Yes...? We're not talking about the "private health insurance market", we're talking about purchasing of health insurance by individuals who wouldn't otherwise. The government wants to create that market.
No, it doesn't. You have a fundamental misunderstanding of the issues at play here. The Government isn't creating a market so that it can regulate it; it is regulating a market that already exists, which is surely within the scope of its powers.
The question is, which market? The market ultimately being regulated here is the health
care market, a highly-regulated market that almost
everyone will, at some point, enter, whether they like it or not. And the way in which it is being regulated is by establishing the means by which it will be payed for.
Immediately, one could ask, "By what right?" And the answer is that the health care market almost
certainly represents interstate commerce, if you consider that most people would not buy health insurance knowing that insurance companies couldn't discriminate based on preexisting conditions. If you doubt this, that's fine, though that would put you in very limited company.
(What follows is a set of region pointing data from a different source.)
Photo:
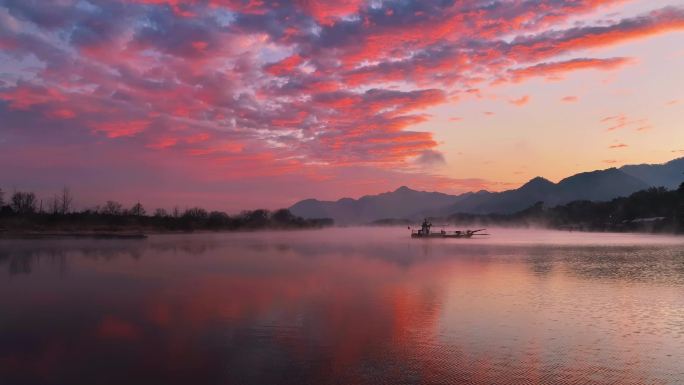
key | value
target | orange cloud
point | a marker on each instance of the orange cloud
(554, 70)
(119, 129)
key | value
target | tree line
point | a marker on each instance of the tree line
(22, 211)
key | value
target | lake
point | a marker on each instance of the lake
(344, 306)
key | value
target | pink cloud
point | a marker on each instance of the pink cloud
(618, 145)
(521, 101)
(186, 82)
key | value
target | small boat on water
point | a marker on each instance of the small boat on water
(424, 232)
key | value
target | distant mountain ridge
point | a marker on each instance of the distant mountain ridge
(599, 185)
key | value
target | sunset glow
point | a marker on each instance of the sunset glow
(234, 104)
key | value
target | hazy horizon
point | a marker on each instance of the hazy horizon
(235, 104)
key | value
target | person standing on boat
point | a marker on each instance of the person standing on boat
(425, 228)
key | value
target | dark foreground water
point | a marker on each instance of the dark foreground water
(343, 306)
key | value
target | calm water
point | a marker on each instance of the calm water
(344, 306)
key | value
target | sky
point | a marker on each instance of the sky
(237, 104)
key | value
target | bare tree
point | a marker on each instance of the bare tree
(66, 201)
(23, 203)
(53, 205)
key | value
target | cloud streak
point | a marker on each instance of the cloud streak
(293, 88)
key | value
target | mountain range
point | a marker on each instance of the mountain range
(599, 185)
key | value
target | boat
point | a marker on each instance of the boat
(424, 232)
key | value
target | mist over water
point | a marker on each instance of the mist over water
(344, 306)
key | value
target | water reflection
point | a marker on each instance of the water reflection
(317, 308)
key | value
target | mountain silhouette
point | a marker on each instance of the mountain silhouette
(599, 185)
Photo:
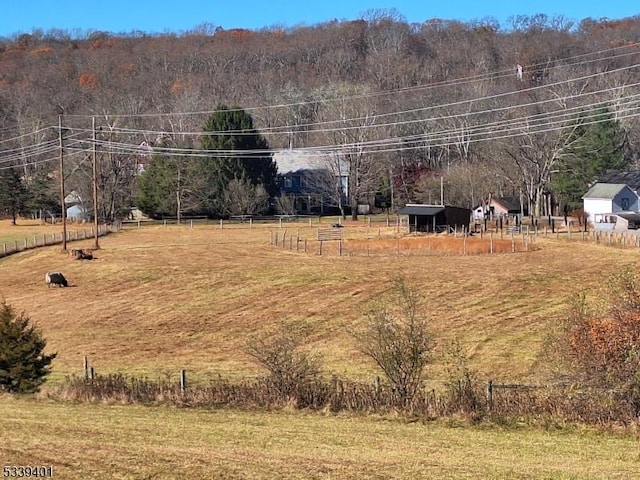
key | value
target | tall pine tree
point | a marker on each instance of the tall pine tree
(598, 145)
(23, 363)
(235, 151)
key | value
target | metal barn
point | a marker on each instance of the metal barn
(436, 218)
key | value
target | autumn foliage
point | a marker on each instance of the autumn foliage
(603, 336)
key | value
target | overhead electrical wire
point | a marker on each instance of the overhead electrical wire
(507, 129)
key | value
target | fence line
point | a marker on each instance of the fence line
(46, 239)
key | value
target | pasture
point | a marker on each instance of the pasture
(159, 299)
(84, 441)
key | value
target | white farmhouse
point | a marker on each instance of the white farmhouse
(606, 203)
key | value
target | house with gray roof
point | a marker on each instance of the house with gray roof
(612, 206)
(317, 181)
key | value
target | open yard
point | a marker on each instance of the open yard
(133, 442)
(159, 299)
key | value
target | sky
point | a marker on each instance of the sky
(179, 16)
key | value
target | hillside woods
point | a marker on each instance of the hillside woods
(493, 109)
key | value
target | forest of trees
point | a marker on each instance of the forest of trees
(538, 107)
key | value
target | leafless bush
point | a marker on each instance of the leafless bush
(395, 336)
(291, 369)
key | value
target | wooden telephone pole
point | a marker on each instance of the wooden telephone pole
(62, 195)
(96, 244)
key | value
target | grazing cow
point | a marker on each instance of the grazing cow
(55, 278)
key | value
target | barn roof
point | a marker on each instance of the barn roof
(605, 190)
(291, 161)
(630, 216)
(631, 178)
(425, 210)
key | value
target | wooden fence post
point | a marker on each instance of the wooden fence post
(183, 381)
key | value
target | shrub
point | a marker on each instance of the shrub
(280, 351)
(23, 364)
(396, 337)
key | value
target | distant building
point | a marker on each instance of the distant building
(435, 218)
(317, 181)
(76, 210)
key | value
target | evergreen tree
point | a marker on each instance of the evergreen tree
(596, 148)
(243, 157)
(23, 364)
(160, 185)
(13, 194)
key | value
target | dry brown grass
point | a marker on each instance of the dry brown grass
(159, 299)
(82, 441)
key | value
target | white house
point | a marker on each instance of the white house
(76, 208)
(604, 201)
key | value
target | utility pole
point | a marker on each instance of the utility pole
(96, 243)
(62, 195)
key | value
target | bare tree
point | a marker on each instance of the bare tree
(396, 337)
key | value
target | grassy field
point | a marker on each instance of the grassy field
(133, 442)
(159, 299)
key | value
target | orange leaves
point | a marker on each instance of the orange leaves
(88, 81)
(39, 51)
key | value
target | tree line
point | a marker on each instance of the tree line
(538, 108)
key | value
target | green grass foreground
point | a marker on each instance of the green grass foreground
(92, 441)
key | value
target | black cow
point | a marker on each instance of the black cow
(55, 278)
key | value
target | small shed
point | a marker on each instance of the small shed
(436, 218)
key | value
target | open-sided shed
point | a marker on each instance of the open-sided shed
(436, 218)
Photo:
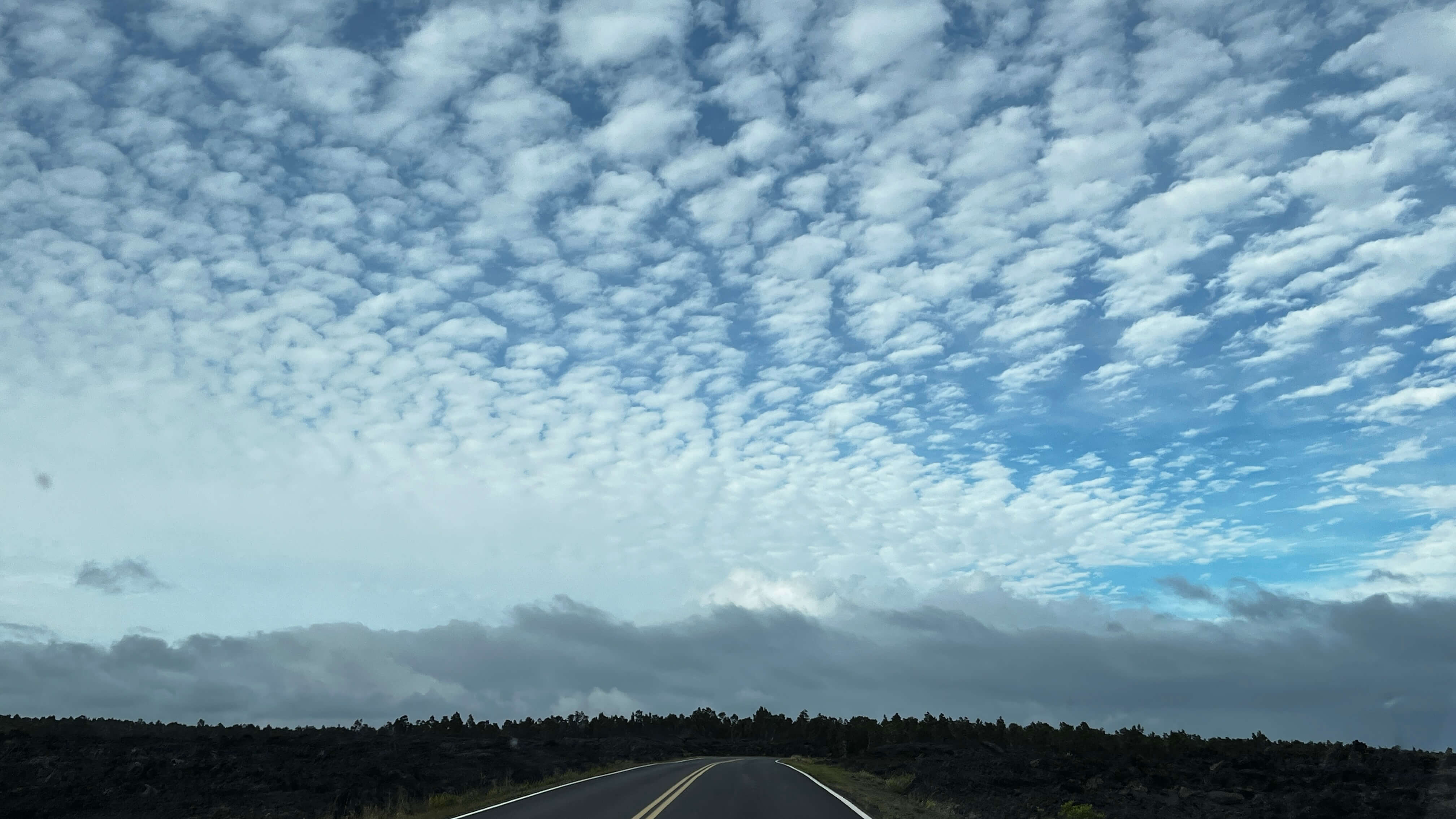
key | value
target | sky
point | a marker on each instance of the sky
(398, 333)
Furthermore, the very idea that ERs are required to treat even patients who cannot pay is a government-created market (regardless of whether it's morally right or not).
No, it's the Government doing it's damn job to consider externalities that a private market most likely would not. It isn't
creating a market, it's
regulating a market that already exists, which is within its power to do.
Apparently, 4 Justices found your argument pretty weak last week (we have no idea what Thomas thought). You can't say "everyone already does" participate in the market by virtue of the fact that they eventually will. If that is indeed a legally logical approach, why then cannot the government mandate burial insurance? I thought this was a good argument by Alito. Same with broccoli by Scalia.
It was a
terrible argument by Scalia. It was as though these justices couldn't even be bothered to actually read what they were supposed to be considering. To what extent are they comparable?
The difference isn't in the way the argument is constructed, but rather in the impact of the absence of a mandate. In the case of health insurance, the absence of the mandate has a profound direct impact on commerce between the states, while failure to buy burial insurance or broccoli doesn't.
But in a broader sense, it has less to do with the fact that everyone
will at some time enter the health care market, but rather that they
are entering it. In any given 5-year period, something like 95% of the population is in the market, whether by seeing their doctor for a physical, or picking up a prescription.
To pretend as though the burial insurance or broccoli arguments are somehow comparable is either disingenuous or foolish. I'll let you choose which.